My heart will surely say
Blessed be His name.
a dear friend of ours almost lost his wife 2 years ago. she's been in hospital care ever since having a reaction to anesthetic. she's awake, but not fully there. it's been devastating for him as well as all of his family and friends. after a few months had passed, he came to riv and that song was sung. i noticed him standing there, a man of great faith, a man i looked up to for faith and mentoring. yet he stood stoic. lifeless. almost white. he wouldn't utter the words. he used to sing loud in worship. but not that day. the song pissed him off. he realized at that point that the God, the Savior he loved so much, let his wife suffer the way she has. after service, he talked about the song and how much he use to love it and find comfort in the words, yet that day he hated it. this is where i am today.

i know Jesus is standing next to me, weeping for our loss. i know He holds our little girl. and every time i think of this i weep along with Him. i know He loves me. i know He's sad. but i also know He allowed this to happen and that is what i don't understand.

i hate that my faith is being tested. i hate feeling weak and vulnerable. i want faith like abrahams. he was willing to sacrifice his son. his faith in the Lord was so strong. i am not that strong. my faith is weak. i am weak.

this is steve's first day back at work. so that leaves me here by myself for the first time since Jorai was born. i miss him already. he's the only one, that can comfort me fully. i can't wait to see him at lunch.

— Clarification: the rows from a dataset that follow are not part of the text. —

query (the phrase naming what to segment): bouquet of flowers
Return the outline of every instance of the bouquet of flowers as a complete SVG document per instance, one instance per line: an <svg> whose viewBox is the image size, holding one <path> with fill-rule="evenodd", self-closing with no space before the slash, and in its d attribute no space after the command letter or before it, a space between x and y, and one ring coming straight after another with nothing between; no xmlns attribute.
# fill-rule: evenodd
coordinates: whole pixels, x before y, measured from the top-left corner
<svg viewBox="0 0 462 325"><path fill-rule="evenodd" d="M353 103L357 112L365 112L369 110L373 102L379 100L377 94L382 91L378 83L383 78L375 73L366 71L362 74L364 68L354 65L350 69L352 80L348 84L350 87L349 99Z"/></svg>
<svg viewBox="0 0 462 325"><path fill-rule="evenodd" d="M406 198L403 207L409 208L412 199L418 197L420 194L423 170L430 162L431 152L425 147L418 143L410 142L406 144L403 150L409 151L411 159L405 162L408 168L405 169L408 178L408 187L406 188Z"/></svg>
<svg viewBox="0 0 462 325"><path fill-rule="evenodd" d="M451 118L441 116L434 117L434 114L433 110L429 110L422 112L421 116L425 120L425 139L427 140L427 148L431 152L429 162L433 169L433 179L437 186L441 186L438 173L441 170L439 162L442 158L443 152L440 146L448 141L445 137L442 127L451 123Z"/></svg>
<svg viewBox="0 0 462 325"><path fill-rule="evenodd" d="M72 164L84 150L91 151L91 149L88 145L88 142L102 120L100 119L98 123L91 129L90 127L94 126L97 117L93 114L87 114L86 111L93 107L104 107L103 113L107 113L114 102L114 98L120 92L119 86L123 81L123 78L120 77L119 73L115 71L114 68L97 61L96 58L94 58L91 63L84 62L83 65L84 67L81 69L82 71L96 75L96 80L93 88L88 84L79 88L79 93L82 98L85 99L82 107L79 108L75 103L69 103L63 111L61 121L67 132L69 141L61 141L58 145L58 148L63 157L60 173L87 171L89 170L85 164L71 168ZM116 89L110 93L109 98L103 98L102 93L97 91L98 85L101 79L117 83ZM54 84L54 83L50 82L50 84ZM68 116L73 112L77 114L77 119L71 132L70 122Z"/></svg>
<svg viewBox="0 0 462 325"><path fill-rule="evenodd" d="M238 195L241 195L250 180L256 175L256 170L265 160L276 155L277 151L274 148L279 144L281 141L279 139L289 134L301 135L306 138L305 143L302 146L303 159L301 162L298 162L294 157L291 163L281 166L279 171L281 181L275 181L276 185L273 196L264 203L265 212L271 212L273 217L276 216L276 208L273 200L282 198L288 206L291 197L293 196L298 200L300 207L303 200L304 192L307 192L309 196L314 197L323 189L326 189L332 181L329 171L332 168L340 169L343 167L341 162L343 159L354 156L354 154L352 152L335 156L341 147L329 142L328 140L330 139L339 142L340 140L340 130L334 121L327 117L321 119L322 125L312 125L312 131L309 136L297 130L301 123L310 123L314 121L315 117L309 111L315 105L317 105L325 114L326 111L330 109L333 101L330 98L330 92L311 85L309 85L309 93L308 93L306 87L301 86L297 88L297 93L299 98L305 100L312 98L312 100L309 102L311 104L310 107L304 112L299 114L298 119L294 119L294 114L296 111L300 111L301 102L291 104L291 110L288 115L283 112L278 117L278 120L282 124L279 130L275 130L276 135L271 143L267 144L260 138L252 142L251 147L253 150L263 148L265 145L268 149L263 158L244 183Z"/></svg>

i think this time alone will probably be good for me. to have some time to make peace of this situation. i have projects to do as well to help keep my mind busy. but i still miss my husband. although i feel gutted by this. although i'm pissed off and hurt that this had to happen to us. it makes me realize just how blessed i am to have been given a man like steve to share my life with. he has been so amazing in this time of pain. he was amazing at the birth. we didn't know anything. we still hadn't taken our birthing classes and i'd only read a few chapters of my hypnobabies book. we didn't know the breathing techniques or anything. but steve stood by my side and gripped my hand. he told me everything would be alright. and we cried. together.

when Jorai was born steve cut the cord. i don't know how he could even see what he was doing through his tears, but he did. and then he sat quietly and held our little girl until i delivered the placenta and could hold her myself.

i feel like we'll never be normal again. holding our dead child in our arms. feeling how light her limp little body was and feeling her get colder and colder has changed us forever. i just wanted to keep her close and get her warm again. i wanted to breath life into her and hear her cry, feel her wiggle. i wanted to see her eyes. we never got to see her eyes. i wonder what color they were. were they hazel like steves and mine or were they blue, brown?

knowing that we'll never know the answer to that question haunts me. oh God, how am i going to get through this? i felt pretty strong when i woke up, yet here i sit crying again, not being able to make sense of the past week. being mad and devastated at the same time. i just want our little girl back yet i know that will never happen in this life. and although it brings me comfort to know that she'll be waiting for us the moment we die, it's not good enough right now. i want my little girl here. with us. i want to hear her cry out to me. this house is so damn quiet.